ART AND CLIMATE CHANGE
There is the notion of Nordic countries, meaning Sweden, Denmark, Finland, Norway, Greenland, and Iceland. We keep in touch with the University of Helsinki, with a team of researchers who specialize in climate change and have state-of-the-art equipment, including towering climate stations that are placed in certain localities and do the job of large teams. Helsinki researchers have sold several such stations to the United States. Similar stations are in China, totaling some 20 across the world.
What we have in mind is a research and culture project, aimed at combining art with science. We want to combine it with similar projects in several countries. We’re especially interested in Iceland and Greenland. These countries are geographically very dependent on climate change, in the first place. For example, Denmark will become one of Europe’s biggest countries – if and when the snow melts in Greenland. In that case, the living conditions in Iceland and Greenland would essentially change in several years. We rely on scientists and their planned research to figure out what cycles there are in nature and how man affects the environment. The next step will be to find a way to link this to creativity – the way the artist sees man’s influence on the climate.
FEELING AT HOME IN FIVE YEARS
When they ask me to tell about myself, I reply that I’m from Ukraine, that I lived in Kharkiv for 20 years and then went to Tallinn to enroll in an institution of higher education. I stayed there until 1996 and then I flew to Sweden. I’d spent 12 years in Estonia and the experience was such that I found it hard to return to Ukraine. I’d gone to Estonia because the local school of art was very different from any counterparts, anywhere under the Soviets. There was a degree of true freedom there. No one said or did anything anti-Soviet, but its professors could undergo practical training in Europe – in Finland, what was then Czechoslovakia, and even in Italy. There were no such professors in Kharkiv.
I spent two years in the south of Spain and two years in Paris. When you stay somewhere for two years, you feel like a guest, but after five years you start feeling at home. I felt at home in Ukraine, then in Estonia, and later, in Sweden.
LEARNING A FOREIGN LANGUAGE CHANGES ONE’S MENTALITY
Learning the language of the country of residence has been important for me. When you learn a foreign language, it changes your mentality, you start thinking differently. Its logic changes your logic. Language isn’t only about words and transcription; it’s about the new kind of logic. You stay at a certain place long enough to learn the language – like I did when in Sweden – and then you begin to understand why people behave there the way they do.

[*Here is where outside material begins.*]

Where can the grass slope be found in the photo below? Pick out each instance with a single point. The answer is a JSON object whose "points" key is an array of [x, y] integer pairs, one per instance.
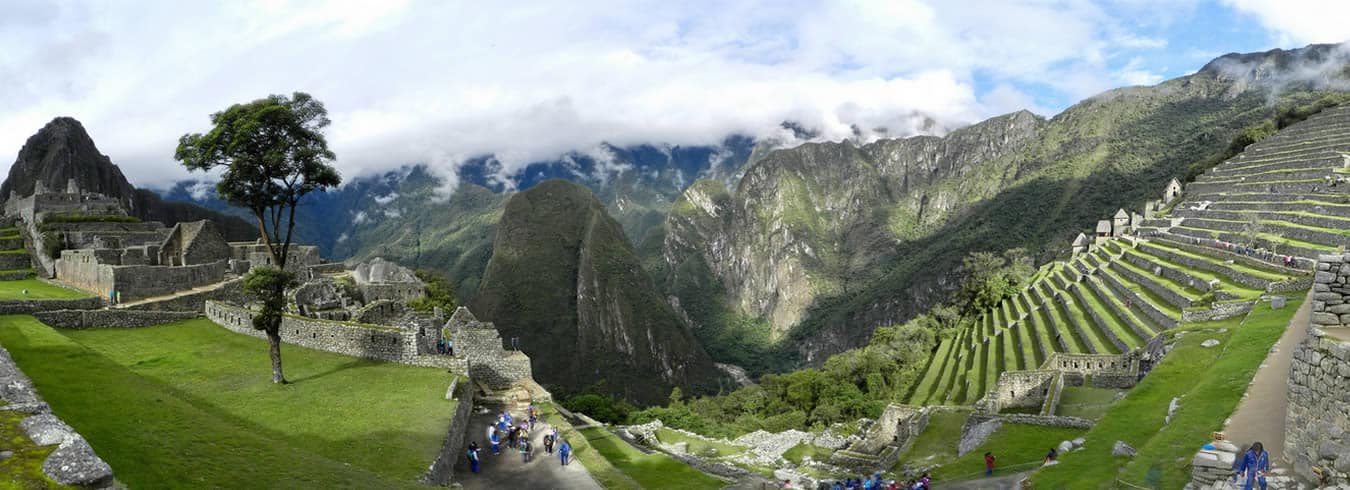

WHAT SWEDES KNOW ABOUT UKRAINE
Swedes tend to have curious ideas about Ukraine. Many don’t know the difference between Ukraine and Russia, who Stepan Bandera was, and so on. After the Euromaidan, my friends and I spent quite some time meeting with journalists, appearing on the radio, doing our best to tell them the truth about Ukraine. Now the situation seems to have settled. People have learned more about Ukraine, but all appear to stick to their previous views. Some may even tell you that there are fascists in Ukraine – and this after the screening of many documentaries and meetings with politicians. Swedes have also been active in this sphere, but we know that there’s lots of work still to be done. There is a clear line drawn here between those who feel for Russia and for Ukraine. Everything depends on the party line – and the kind of relationships between that party and Vladimir Putin. This topic is once again among the main ones on the political agenda.